Downloading and installing the Data Crawler

The Data Crawler is no longer supported or available for download beginning 17 April 2019. This content is provided for existing installations only. See Connecting to Data Sources for other available connectivity options.

The Data Crawler collects the raw data that is eventually used to form search results for Discovery. When crawling data repositories, the crawler downloads documents and metadata, starting from a user-specified seed URL. The crawler discovers documents in a hierarchy, or otherwise linked from the seed URL, and enqueues these for retrieval.

Prerequisites

Java Runtime Environment version 8 or higher

Your JAVA_HOME environment variable must be set correctly, or not be set at all, to run the Crawler.
Red Hat Enterprise Linux 6 or 7, or Ubuntu Linux 15 or 16. For optimal performance, the Data Crawler must run on its own instance of Linux, whether it is a virtual machine, a container, or hardware.
Minimum 2 GB RAM on the Linux system

Download and install the Data Crawler

Open a browser and log into your IBM Cloud® account.
From your IBM Cloud dashboard, select the Discovery instance you previously created.
In the Automate the upload of content to the Discovery service section, click the appropriate link to download the Data Crawler for Linux in DEB, RPM, and ZIP formats.
Verify that you are running Java Runtime Environment version 8 or higher. Run the command java -version, and look for 1.8. If you are running something earlier than 1.8, you need to upgrade Java by installing the Java Developer Kit (JDK) 8 from your package management system, from the IBM JDK website, or from the Oracle website.

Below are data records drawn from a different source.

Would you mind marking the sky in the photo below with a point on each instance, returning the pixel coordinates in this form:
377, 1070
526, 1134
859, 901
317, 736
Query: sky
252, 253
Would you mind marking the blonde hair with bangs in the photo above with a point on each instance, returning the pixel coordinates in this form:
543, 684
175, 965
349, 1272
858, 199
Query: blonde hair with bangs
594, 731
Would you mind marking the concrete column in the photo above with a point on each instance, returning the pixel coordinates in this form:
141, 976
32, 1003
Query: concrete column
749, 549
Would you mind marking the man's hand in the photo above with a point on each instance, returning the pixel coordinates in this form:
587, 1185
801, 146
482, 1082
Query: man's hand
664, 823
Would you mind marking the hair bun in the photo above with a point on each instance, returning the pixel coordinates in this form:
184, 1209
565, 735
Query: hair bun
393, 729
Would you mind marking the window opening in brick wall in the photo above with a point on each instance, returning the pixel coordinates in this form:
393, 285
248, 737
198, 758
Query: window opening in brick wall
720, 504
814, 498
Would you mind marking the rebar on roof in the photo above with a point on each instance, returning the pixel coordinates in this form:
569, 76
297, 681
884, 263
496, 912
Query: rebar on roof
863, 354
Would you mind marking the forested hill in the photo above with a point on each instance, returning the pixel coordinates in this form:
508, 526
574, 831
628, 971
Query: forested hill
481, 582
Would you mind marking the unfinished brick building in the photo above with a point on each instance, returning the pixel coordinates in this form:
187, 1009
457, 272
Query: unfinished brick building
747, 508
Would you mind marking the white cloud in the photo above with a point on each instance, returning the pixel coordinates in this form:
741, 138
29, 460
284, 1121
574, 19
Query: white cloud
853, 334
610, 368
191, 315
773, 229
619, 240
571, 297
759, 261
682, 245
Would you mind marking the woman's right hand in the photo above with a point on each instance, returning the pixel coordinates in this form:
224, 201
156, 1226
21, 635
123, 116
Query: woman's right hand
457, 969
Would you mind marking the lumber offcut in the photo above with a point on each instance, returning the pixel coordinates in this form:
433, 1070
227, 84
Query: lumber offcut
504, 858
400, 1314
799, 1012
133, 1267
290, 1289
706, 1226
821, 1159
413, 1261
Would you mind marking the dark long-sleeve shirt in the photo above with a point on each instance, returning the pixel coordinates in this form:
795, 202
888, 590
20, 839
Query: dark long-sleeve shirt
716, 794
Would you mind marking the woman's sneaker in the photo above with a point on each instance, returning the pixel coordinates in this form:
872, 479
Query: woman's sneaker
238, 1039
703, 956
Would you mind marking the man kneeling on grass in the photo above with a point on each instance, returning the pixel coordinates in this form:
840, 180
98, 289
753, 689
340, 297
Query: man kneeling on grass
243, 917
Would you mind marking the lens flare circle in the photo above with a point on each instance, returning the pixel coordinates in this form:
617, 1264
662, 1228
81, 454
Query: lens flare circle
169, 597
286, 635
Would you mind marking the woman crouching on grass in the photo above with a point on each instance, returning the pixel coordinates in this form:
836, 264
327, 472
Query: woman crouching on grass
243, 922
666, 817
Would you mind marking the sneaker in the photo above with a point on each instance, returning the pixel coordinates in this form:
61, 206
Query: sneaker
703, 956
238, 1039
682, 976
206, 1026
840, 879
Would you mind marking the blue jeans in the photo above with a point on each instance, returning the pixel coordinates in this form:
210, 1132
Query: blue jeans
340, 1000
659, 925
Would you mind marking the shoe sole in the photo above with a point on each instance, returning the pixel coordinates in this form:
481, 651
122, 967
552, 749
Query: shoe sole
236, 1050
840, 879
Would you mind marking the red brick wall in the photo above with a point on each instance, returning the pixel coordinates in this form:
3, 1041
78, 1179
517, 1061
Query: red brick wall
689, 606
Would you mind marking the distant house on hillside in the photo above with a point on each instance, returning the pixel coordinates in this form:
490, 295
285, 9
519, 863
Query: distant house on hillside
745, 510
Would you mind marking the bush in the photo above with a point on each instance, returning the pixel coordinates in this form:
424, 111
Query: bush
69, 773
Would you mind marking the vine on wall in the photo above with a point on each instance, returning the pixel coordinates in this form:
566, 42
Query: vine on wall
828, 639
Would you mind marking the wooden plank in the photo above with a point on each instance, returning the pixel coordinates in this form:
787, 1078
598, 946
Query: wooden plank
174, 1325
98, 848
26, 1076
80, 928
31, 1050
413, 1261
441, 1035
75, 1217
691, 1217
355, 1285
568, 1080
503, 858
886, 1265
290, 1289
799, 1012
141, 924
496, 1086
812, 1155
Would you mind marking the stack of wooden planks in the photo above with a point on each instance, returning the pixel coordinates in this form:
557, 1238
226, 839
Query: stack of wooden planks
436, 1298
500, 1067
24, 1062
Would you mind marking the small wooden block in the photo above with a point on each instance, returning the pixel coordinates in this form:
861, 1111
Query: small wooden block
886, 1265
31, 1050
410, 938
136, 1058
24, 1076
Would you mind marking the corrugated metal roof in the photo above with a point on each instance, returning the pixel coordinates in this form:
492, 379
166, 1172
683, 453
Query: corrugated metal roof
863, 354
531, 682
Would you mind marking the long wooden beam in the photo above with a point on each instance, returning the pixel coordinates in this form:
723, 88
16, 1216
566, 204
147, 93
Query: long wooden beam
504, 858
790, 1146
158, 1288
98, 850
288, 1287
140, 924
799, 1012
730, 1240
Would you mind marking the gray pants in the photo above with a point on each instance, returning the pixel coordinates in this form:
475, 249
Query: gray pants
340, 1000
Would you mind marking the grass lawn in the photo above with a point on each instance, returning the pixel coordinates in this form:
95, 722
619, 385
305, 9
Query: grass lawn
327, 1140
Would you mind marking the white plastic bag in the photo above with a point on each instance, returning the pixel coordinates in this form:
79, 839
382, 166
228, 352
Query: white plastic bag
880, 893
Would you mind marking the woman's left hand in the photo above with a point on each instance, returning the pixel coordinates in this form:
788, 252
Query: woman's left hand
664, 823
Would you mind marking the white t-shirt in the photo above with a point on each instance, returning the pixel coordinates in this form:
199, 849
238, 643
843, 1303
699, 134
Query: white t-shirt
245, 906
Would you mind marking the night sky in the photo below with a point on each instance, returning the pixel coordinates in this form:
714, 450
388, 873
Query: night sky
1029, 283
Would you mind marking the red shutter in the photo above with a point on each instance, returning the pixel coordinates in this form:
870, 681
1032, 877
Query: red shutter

Your JAVA_HOME environment variable must be set correctly, or not be set at all, to run the Crawler.
As an administrator, use the appropriate commands to install the archive file that you downloaded:
- On systems such as Red Hat and CentOS that use rpm packages, use a command such as the following: rpm -i /full/path/to/rpm/package/rpm-file-name
- On systems such as Ubuntu and Debian that use deb packages, use a command such as the following: dpkg -i /full/path/to/deb/package/deb-file-name
- The Crawler scripts are installed into {installation_directory}/bin; for example, /opt/ibm/crawler/bin. Ensure that {installation_directory}/bin is in your PATH environment variable for the Crawler commands to work correctly.
Crawler scripts are also installed to /usr/local/bin, so this can be added to your PATH environment variable as well.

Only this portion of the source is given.